Finalmente, o que estou chamando de ordinariedade refere-se à percepção de que a marca seja comum. Temos aqui situações de marcas que não são reconhecidas como sendo “de marca” e outras que, apesar de serem reconhecidas como “de marca”, são tidas como muito simples para tal. Como exemplo deste último caso, podemos destacar a situação [#16] em que, ao se deparar com uma loja da Chilli Beans, falante surpreende-se e pergunta: “Igi! É isso é?”, frustrada com a simplicidade do que encontrara. O segundo caso pode ser exemplificado pela situação [#11] já mencionada em que, ao comparar sandália da Via Marte com a que está calçada, falante deduz que a daquela marca está barata, uma vez estar pouco mais cara do que tivera sido aquela em seus pés, que “nem é de marca”.

Este mesmo exemplo [#11] nos serve para ilustrar como uma marca ser percebida como “de marca” leve a um juízo positivo, uma vez que a afirmação de que a sandália que calçava “não era de marca” pressupõe a assunção de que a Via Marte é.

Chegamos agora às características não comuns que geram juízo positivo. Este também pode ser atribuído pela avaliação de que dada marca é uma boa alternativa para quando não se conseguir a preferida. O exemplo da situação [#15] em que mulher, após ficar

frustrada, por não conseguir encontrar um sapato da Arezzo do seu tamanho, encanta-se com a possibilidade de encontrar uma da Datelli, nos é elucidativo.

Os outros também servem como referência para o juízo positivo das marcas. Isto ocorre por duas situações: a opinião expressa e o comportamento demonstrado por terceiros. No primeiro caso, temos uma situação [#12] em que mulher corrobora competência da pediatra de seu filho, Dra. Elza, graças a comentário feito por sua ginecologista. O segundo caso pode ser evidenciado por uma situação [#39] em que falante, que não bebe, diz que escolhera Skol para servir em seu noivado porque tem notado que é a preferência da maioria dos seus familiares e amigos.

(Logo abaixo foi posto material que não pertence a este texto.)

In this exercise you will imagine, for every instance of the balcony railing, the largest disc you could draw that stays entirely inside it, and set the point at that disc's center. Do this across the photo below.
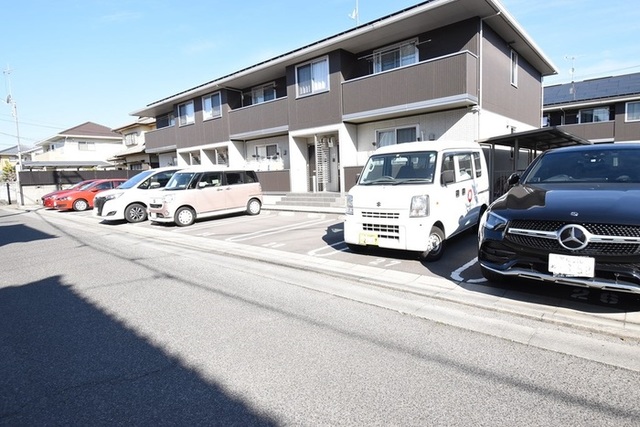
(592, 131)
(260, 119)
(447, 81)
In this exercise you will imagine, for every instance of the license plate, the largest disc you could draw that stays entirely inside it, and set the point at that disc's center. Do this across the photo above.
(368, 239)
(571, 266)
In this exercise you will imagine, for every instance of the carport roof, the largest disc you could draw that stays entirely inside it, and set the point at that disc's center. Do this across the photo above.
(537, 139)
(67, 164)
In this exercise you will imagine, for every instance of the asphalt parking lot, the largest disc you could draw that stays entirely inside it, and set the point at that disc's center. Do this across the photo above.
(318, 237)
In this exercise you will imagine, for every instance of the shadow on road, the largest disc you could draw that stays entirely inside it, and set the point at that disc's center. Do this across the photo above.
(65, 362)
(20, 233)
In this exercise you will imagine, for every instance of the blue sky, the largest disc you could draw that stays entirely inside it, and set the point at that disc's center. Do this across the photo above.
(73, 61)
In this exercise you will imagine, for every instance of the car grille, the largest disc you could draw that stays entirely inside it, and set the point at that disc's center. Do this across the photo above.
(381, 215)
(384, 231)
(537, 243)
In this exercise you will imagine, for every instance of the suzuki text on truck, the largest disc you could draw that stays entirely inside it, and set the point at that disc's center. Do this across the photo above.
(414, 196)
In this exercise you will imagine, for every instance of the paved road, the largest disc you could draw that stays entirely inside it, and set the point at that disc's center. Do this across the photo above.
(138, 325)
(316, 240)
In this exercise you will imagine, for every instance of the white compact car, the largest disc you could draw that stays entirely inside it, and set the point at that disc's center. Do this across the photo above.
(129, 200)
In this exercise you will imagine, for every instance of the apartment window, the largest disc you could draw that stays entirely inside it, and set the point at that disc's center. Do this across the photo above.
(396, 136)
(514, 68)
(395, 56)
(267, 151)
(633, 112)
(86, 146)
(592, 115)
(130, 138)
(165, 120)
(211, 106)
(263, 93)
(186, 115)
(313, 77)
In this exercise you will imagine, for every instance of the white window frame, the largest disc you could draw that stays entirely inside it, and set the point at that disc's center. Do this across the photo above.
(513, 74)
(594, 114)
(258, 93)
(262, 151)
(211, 106)
(187, 117)
(389, 136)
(636, 113)
(86, 146)
(408, 54)
(319, 77)
(131, 138)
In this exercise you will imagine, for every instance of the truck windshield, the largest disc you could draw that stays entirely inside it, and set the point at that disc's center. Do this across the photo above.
(399, 168)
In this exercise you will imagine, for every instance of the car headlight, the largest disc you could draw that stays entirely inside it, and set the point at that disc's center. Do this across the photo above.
(419, 206)
(493, 221)
(114, 195)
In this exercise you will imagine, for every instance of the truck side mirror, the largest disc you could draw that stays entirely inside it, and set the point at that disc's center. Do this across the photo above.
(447, 177)
(513, 179)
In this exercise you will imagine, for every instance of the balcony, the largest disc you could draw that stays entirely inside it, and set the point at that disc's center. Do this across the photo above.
(264, 119)
(598, 131)
(445, 82)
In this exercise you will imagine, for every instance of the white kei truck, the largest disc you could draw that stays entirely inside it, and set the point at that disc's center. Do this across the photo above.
(414, 196)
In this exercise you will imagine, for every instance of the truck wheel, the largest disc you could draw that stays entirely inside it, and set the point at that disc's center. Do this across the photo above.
(135, 212)
(184, 216)
(437, 238)
(356, 249)
(253, 207)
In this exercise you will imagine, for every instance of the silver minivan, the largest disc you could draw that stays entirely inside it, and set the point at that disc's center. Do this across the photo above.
(204, 192)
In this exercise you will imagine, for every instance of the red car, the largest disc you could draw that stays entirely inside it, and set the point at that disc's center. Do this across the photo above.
(82, 198)
(49, 198)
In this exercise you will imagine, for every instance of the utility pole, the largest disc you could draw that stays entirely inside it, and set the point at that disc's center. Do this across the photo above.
(14, 112)
(355, 15)
(572, 91)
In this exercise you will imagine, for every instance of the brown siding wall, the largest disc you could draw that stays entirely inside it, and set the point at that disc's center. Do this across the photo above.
(625, 131)
(595, 131)
(522, 103)
(275, 181)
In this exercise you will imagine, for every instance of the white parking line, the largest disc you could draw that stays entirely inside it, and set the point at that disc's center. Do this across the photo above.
(331, 250)
(267, 232)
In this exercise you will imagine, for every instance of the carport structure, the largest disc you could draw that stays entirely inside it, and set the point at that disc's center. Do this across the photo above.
(513, 152)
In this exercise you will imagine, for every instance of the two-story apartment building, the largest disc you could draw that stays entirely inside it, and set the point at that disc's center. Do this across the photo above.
(443, 69)
(133, 155)
(87, 145)
(605, 109)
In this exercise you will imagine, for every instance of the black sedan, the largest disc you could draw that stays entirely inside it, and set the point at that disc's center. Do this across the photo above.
(573, 218)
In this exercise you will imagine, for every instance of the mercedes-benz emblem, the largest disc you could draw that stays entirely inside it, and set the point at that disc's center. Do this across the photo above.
(573, 237)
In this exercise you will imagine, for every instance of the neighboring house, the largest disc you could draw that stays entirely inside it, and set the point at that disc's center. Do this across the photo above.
(606, 109)
(309, 118)
(133, 155)
(88, 145)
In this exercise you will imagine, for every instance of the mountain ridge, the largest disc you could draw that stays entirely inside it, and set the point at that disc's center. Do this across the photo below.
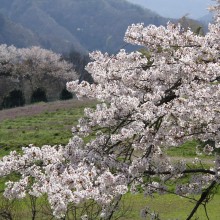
(79, 25)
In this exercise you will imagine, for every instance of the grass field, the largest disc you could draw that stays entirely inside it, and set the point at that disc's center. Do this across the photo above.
(53, 126)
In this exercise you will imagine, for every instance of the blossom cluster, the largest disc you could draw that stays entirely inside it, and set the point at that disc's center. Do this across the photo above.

A noção estética de beleza também influencia no juízo positivo. Exemplo disto pode ser tirado de uma situação [#123] em que, recebendo executivos de uma instituição de ensino interessada em adquirir computadores, diretor comercial de empresa ao mostrar os computadores MacIntosh comenta: “Já pensou no laboratório só com Mac? É outra coisa...”, referindo-se naquele instante não à qualidade dos mesmos, mas ao charme que dariam ao ambiente. Para não parecer que se trata apenas de um argumento de venda, podemos exemplificar também com uma situação [#5] já mencionada em que o encanto de uma mulher pelo seu novo biquíni da Água de Coco ocorre por este ser “lindo, bem pequenininho”.

Identificar-se com a marca é outra razão para se inferir um juízo positivo acerca da mesma. Temos o exemplo [#42] de um profissional de informática que comenta o quanto gosta da série 24 Horas por tudo na história ser informatizado e menciona a configuração dos computadores e a responsável por esse trabalho, que é simpática, mas é quem dá as ordens.

O tempo também é um fator determinante no juízo positivo inferido às marcas. Em uma situação [#56] em que uma mulher escolhia uma geladeira, o vendedor argumenta que a Electrolux é boa porque é “a antiga Prosdócimo”. Mais uma vez para não parecer que se trata apenas de um argumento de venda, podemos demonstrar uma situação [#33] em que, ao

ter credibilidade da faculdade em que estuda questionada por sua tia, sobrinha argumenta que a mesma é pouco divulgada, “mas tem tradição”.

Finalmente, em relação à comparação, um exemplo está na situação [#17] em que uma mulher define a Via Marte como uma marca boa e ilustra isto dizendo que era ela concorrente da Azaléia, assumindo um juízo positivo a ambas.